The more profound principle behind that is this: a people or nation has an identity that emerges out of its own struggle and experience of redemption. A people or a nation’s identity is determined and shaped by the struggle that brought that people or nation into being. When a people lose the remembrance of the struggle that brought them into being, when they don’t remember their own history and where they came from and who they are as a result of that, when they begin treating others the way they once were treated, then a people or a nation loses their soul. That’s the principle of the ger, of the stranger or the alien. It’s not just that you ought to be nice to other people, but that if you forget who you once were, and begin treating other people the way that you were once treated, then you have lost the heart of who you are as a people. Then, you have lost your identity.


The United Methodist Church needs to remember this, too, but so does America. If we treat others the way we once were treated, if we forget the struggle that brought us into being as a nation, then we have lost our soul. When a third of Americans no longer feel that they can believe in the American Dream, we are in danger of losing our soul as a nation.


This is the deeper meaning of our national debates about immigration. It has obvious implications for the principle of the ger to this struggle over immigration. We are a nation of people who came here or who were brought here. We were all strangers. If we start treating new immigrants and strangers the way that we did not want to be treated, we have lost our soul.


But there are also implications of this for other national struggles that we are in the midst of. One is education. One of the most damning statistics Rifkin offers is not just about the disparity between rich and poor, but about the low levels of people who change their economic classes any more within America.


It is a failure of our education system because we have not figured out how to provide quality education for everyone. The quality of the education that children receive is still largely dependent upon the economic resources of the school district, the local community in which they happen to be living. Until we figure out how to have as high a quality of education for children in poor communities as affluent communities are able to offer their children, we are not going to be able to regain the American Dream in any realistic way. Education is in crisis, and we have not figured out how to share our resources so that everyone has opportunity.
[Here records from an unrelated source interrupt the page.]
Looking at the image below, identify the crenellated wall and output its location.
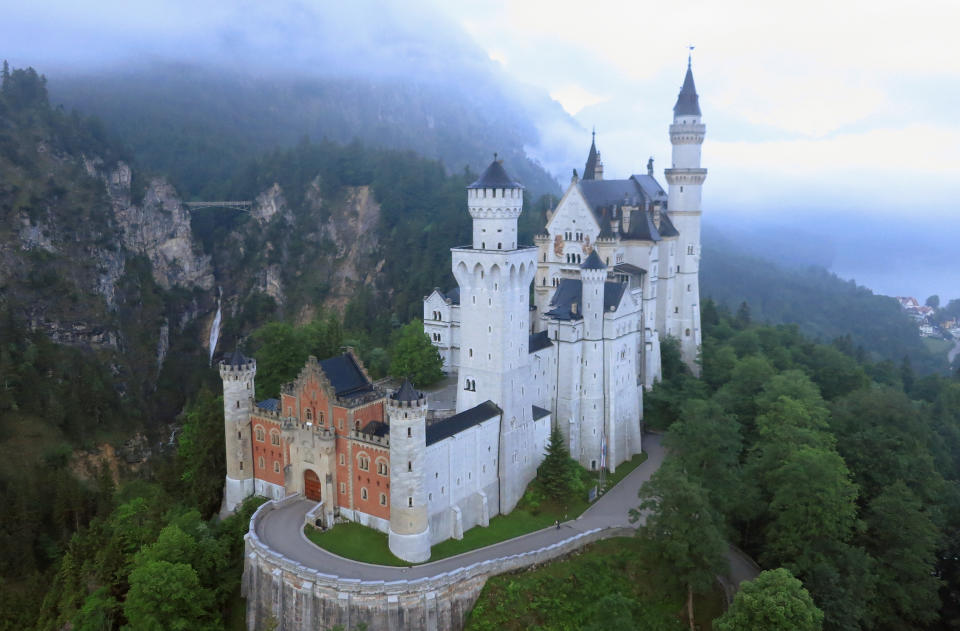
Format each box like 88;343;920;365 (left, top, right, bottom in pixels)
242;495;635;631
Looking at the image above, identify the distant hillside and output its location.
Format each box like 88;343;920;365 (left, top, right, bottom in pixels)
700;236;947;372
51;64;559;199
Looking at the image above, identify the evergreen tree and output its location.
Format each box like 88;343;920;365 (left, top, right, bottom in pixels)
713;568;823;631
630;459;729;631
538;426;576;502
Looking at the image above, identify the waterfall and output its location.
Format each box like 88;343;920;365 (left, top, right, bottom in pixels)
210;287;223;365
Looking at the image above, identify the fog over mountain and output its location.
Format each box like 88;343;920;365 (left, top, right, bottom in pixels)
0;0;960;297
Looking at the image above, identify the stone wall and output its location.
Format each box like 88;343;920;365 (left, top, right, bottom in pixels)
242;496;634;631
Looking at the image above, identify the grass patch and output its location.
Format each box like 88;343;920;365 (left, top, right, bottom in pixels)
303;522;410;567
466;537;723;631
304;453;647;567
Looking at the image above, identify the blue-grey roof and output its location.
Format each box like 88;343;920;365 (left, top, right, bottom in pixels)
320;353;373;397
390;378;423;402
257;399;280;412
657;213;680;237
580;249;607;269
630;173;667;201
673;60;700;116
427;401;503;445
623;210;663;242
527;331;553;353
362;421;390;437
467;159;523;188
547;278;627;320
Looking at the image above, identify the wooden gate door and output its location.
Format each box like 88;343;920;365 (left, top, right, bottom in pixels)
303;469;321;502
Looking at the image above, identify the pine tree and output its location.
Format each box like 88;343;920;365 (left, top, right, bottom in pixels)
540;427;574;502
This is also at the heart of the struggle of how to make the democratic process participatory again in our nation so that we really do give everyone, no matter what their financial resources are, a share, a stake in the political decision-making processes of our nation. This is at the heart of our struggle for campaign finance reform.


So, this weekend, this celebration of our nation’s beginning, I want to celebrate the American Dream. I want to pray that we as a people will reclaim it.


Because of our ministry that some of you do with the day laborers at 15th and P Streets and now with the day laborers at Home Depot on Rhode Island Avenue who, by the way, are experiencing severe problems and harassment, because of this ministry, some of us have had the opportunity to stand with crowds of people on the lawn of the Capitol and in a march down 16th Street asking for immigration reform.


I want to say that I have never felt more American than when I have been standing with this community of people who embody more than anyone else I know the ideals of the American Dream: the desire through honest, hard work to contribute to the society and to receive the rewards that will allow them to better the lives of themselves and their families.


My gut sense is that these sisters and brothers whom we are debating as to whether we will allow inside our borders, I am becoming convinced that if we would open our hearts and our arms to them, that they might help us regain the American Dream. They might help us regain our own soul.